University Place Free Association Part II: Ivan Black and Barry Gray VS. Walter Winchell and the Stork Club

June 9th, 2013 § 2 comments § permalink

In 1951 Ivan Black, the press agent for the Cafe Society clubs, became involved in a bitter battle with Walter Winchell, the all-powerful columnist and radio personality. Josephine Baker, the New York raised, African American dancer who had become one of the most famous entertainers in France, went to the Stork Club — at the time, one of New York’s top clubs and celebrity hangouts. Ms. Baker felt she received rude service because of her race and she made her displeasure known. A radio talk show guy, Barry Gray, took up Baker’s cause and criticized Sherman Billingsley, the Stork Club proprietor. Billingsley was a Winchell pal (WW had a nightly table in the Club’s super-exclusive Cub Room). The battle was on: Barry Gray and Ivan Black VS the Stork Club and Walter Winchell. WW accused Baker of fascist sympathies and communist ties. (Baker sued WW for defamation — but the timid State Department refused her a visa for some years so she was unable to take the suit to court). WW characterized Barry Gray and Ivan Black (who was also the press agent for the restaurant where Gray broadcast) as “commie sympathizers.” In WW’s columns, Gray was ” Borey Pink” and Black was “Ivan Pink.” Such was Winchell’s power that Gray was hounded out of New York.
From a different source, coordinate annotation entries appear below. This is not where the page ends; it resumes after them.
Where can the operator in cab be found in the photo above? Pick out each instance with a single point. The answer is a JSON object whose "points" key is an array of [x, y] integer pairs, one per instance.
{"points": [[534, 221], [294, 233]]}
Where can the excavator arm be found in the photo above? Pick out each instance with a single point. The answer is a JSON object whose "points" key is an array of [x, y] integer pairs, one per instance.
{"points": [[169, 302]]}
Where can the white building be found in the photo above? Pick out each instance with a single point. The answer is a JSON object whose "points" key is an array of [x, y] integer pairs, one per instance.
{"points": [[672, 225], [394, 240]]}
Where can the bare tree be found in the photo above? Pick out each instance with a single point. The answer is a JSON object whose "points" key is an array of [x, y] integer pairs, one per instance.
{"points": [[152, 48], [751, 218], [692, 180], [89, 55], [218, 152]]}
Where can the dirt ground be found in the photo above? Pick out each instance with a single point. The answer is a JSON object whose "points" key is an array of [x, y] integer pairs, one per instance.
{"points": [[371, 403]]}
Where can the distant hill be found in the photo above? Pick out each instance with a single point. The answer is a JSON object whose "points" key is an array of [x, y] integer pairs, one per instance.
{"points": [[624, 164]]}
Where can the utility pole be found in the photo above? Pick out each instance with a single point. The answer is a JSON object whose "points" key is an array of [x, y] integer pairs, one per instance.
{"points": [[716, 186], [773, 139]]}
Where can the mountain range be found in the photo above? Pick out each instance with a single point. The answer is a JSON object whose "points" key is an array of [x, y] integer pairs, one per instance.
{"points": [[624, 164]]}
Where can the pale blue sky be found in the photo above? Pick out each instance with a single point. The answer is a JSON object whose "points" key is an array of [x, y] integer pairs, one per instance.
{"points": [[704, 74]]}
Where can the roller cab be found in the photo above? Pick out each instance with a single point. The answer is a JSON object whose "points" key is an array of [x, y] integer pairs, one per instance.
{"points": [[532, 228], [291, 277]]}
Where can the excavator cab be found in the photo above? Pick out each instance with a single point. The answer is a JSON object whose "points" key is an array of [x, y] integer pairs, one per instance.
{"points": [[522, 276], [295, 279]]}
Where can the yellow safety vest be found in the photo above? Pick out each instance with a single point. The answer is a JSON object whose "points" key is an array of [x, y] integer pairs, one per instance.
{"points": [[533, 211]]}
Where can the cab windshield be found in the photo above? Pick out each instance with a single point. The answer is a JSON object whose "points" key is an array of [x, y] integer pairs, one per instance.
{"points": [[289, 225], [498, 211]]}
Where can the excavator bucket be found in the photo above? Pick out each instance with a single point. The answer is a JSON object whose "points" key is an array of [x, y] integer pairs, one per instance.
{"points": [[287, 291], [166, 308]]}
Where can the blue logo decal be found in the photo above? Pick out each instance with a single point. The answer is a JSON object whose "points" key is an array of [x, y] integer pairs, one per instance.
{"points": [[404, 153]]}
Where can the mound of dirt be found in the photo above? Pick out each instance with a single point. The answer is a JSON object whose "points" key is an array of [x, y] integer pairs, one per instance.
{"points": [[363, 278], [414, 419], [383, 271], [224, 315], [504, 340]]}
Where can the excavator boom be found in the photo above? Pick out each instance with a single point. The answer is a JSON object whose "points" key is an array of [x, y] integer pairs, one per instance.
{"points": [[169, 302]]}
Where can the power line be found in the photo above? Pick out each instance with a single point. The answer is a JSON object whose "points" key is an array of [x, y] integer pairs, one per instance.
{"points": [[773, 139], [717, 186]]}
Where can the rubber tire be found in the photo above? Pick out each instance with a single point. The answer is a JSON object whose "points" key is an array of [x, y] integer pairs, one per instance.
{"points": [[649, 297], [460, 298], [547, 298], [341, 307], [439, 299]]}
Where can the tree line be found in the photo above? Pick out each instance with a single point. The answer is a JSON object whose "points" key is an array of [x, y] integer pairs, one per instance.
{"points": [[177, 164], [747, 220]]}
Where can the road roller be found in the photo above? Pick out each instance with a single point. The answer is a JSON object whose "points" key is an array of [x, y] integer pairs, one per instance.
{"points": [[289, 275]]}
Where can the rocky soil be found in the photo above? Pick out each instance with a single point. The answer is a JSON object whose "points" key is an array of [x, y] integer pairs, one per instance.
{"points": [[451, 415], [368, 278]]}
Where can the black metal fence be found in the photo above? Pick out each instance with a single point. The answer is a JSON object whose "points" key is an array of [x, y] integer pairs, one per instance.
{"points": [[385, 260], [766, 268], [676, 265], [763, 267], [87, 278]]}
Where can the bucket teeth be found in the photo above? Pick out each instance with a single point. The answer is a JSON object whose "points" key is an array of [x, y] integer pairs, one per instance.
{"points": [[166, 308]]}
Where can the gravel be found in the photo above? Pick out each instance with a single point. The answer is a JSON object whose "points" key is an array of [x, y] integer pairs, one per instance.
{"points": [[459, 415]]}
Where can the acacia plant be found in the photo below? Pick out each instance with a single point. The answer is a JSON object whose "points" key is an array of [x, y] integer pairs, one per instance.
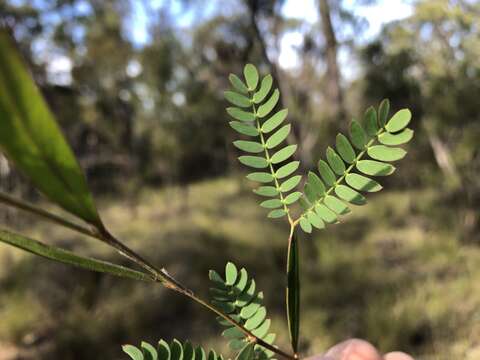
{"points": [[32, 140]]}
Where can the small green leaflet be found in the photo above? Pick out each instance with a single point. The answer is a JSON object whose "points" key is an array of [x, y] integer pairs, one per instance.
{"points": [[274, 121], [399, 121], [265, 87]]}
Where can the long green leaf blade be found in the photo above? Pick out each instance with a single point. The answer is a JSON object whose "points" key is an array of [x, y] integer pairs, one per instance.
{"points": [[32, 140], [293, 292], [67, 257]]}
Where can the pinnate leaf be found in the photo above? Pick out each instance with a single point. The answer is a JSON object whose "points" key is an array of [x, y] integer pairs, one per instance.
{"points": [[396, 139], [251, 76], [266, 108], [280, 135], [375, 168], [274, 121], [362, 183], [239, 114], [386, 153], [335, 161], [345, 149], [244, 129], [350, 195], [287, 169], [237, 83], [253, 161], [326, 173], [357, 135], [237, 99], [399, 121], [265, 87], [283, 154]]}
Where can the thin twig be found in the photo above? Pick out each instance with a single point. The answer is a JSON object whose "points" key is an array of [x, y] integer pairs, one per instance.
{"points": [[159, 275]]}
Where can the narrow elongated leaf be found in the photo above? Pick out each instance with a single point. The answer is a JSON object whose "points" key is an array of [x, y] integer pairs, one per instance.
{"points": [[287, 169], [67, 257], [251, 76], [316, 183], [246, 353], [399, 120], [326, 173], [370, 121], [280, 135], [396, 139], [132, 351], [283, 154], [277, 213], [237, 99], [293, 291], [345, 149], [266, 108], [315, 220], [305, 225], [253, 161], [383, 111], [231, 273], [335, 161], [293, 197], [336, 205], [238, 84], [249, 146], [244, 129], [357, 135], [350, 195], [271, 204], [274, 121], [32, 140], [269, 191], [163, 350], [260, 177], [290, 183], [386, 153], [310, 193], [239, 114], [325, 213], [362, 183], [375, 168], [265, 87], [150, 353]]}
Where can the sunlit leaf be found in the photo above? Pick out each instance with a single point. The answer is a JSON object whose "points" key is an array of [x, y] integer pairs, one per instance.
{"points": [[399, 121], [265, 87], [274, 121], [32, 140], [251, 76], [386, 153], [266, 108]]}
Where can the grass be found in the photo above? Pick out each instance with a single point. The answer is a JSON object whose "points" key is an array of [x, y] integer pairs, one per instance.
{"points": [[392, 273]]}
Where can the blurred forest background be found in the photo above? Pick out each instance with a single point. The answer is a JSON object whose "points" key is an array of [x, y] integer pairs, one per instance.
{"points": [[137, 86]]}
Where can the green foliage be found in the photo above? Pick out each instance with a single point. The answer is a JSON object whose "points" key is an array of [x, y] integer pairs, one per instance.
{"points": [[293, 291], [173, 351], [31, 138], [260, 121], [237, 296], [327, 196], [67, 257]]}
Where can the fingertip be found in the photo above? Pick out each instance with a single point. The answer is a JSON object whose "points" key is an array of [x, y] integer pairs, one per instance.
{"points": [[397, 355]]}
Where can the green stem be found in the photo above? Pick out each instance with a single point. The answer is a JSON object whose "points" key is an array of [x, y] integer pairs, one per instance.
{"points": [[341, 178], [272, 171], [158, 275]]}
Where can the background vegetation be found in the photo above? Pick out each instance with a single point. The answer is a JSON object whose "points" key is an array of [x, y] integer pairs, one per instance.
{"points": [[146, 119]]}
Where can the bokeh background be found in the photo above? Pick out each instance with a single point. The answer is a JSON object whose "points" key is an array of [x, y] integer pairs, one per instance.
{"points": [[137, 86]]}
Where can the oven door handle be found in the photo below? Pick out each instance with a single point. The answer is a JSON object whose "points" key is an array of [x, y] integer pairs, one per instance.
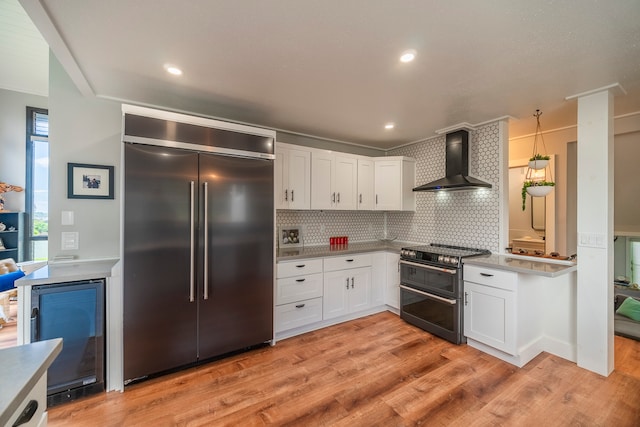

He relocated to Miami where he was very successful and later returned to New York as a popular (and politically conservative) radio gabber. Today, he is acknowledged as the “Father of Talk Radio.” Ivan, a gentle and scholarly Harvard graduate, had some business reverses but survived. The Ivan Black papers at the New York Public Library (some 55 boxes of press releases, clippings, photos and musical scores) are an invaluable historical source for the night club and jazz scene in New York (1937-1978).

Winchell? Television destroyed him. His TV show was a flop. Soon his radio broadcast and column disappeared. With chagrin, he watched his old rival, Ed Sullivan, become a TV icon. (Yes, WW did voice overs on “The Untouchables” TV show but that was just nostalgia shtick). WW died, quite forgotten, age 74. HG is ambivalent about WW. Winchell liked the prose HG contributed to his column and gave HG clients favorable mention. HG’s career as a press agent got a jump start when Winchell printed, in bold face, a prose poem HG authored. WW sent HG a note: “Keep it comin’, keed–WW.” And that’s what HG has done for many a year.

As for Abel “Strange Fruit” Meeropol who was mentioned in Part I of the University Place posts: He and his wife adopted the two orphaned young sons of atom spies Julius and Ethel Rosenberg. Both boys grew up to be college professors. Their childhood with the Meeropols was a happy one. Abel, they recall, was a master of comic improvisations and impersonations. He kept them laughing. After the torment that those boys went through, HG is certainly thankful for that.